Data Science Skills Gap: The rising tide of digital technology is rapidly defining the twenty-first century.
Our every transaction, online interaction and the connected product is producing more and more data. And this means we’re increasingly able to derive powerful insight into human behaviour, preferences, trends and forecasts.
Around the world, such changes are providing a great opportunity. By 2020 the value of big data to the UK economy will be some £241 billion, creating 157,000 new big data-led jobs.
But such developments are not without their challenges.
Companies now wrestle with volumes of data and information that have never been encountered before. And the growth of big data shows no sign of slowing.
For instance, the total supply of information stored digitally and accessible to web users is now a monumental 4.4 trillion gigabytes. Most of this has been produced in the last few years. By 2020, this will amount to a 20,000-fold increase in the volume of data produced by businesses since 2000.
Firms are embracing these changes. They’re becoming increasingly data-driven, using larger amounts of data in everyday operations and investing in technology, processes and people. By 2020, 82% of UK executives plan to invest in AI, 70% in automation and 57% in blockchain.

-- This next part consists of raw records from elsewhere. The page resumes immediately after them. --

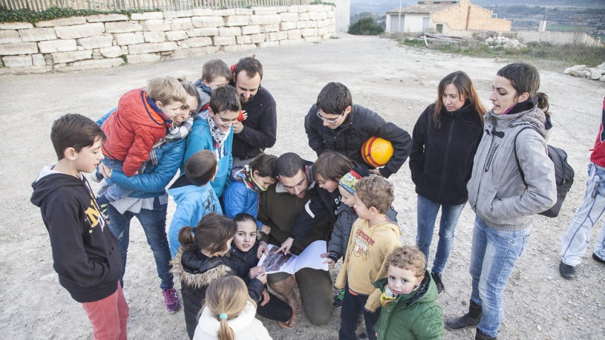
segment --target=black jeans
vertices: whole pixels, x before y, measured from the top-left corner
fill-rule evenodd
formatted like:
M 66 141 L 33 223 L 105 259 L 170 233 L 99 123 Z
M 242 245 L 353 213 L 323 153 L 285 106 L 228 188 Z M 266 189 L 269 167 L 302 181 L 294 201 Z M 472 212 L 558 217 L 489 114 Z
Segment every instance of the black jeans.
M 257 302 L 258 306 L 257 313 L 259 315 L 270 320 L 276 320 L 282 322 L 285 322 L 292 318 L 292 309 L 290 305 L 270 292 L 269 296 L 269 299 L 267 304 L 261 306 L 260 301 Z
M 348 287 L 345 287 L 344 298 L 342 298 L 342 307 L 341 309 L 341 329 L 338 331 L 338 338 L 341 340 L 355 340 L 357 338 L 355 331 L 357 330 L 357 319 L 363 312 L 365 320 L 365 330 L 370 340 L 376 340 L 376 332 L 374 325 L 380 316 L 380 309 L 372 313 L 364 309 L 368 296 L 359 294 L 353 295 Z

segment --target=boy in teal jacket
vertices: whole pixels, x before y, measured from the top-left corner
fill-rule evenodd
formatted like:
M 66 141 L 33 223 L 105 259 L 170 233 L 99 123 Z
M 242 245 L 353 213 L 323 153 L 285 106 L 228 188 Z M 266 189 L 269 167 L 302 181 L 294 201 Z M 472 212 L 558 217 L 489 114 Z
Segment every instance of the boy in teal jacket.
M 437 286 L 417 247 L 396 248 L 387 258 L 387 277 L 374 283 L 382 292 L 378 339 L 438 339 L 443 335 L 443 312 Z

But integral to enabling such processes and technologies are Data Scientists. Seen as the futurologists of digital technology, they also have claim to the “sexiest job of the 21st century”.
Data Science Skills Gap: Data Science & Scientists
The discipline of data science synthesizes the realms of statistics, mathematics and computer science with those of business intelligence and strategy. Through the application of scientific methods and innovations like machine learning, artificial intelligence, and data visualisation, data science turns vast quantities of available data into information.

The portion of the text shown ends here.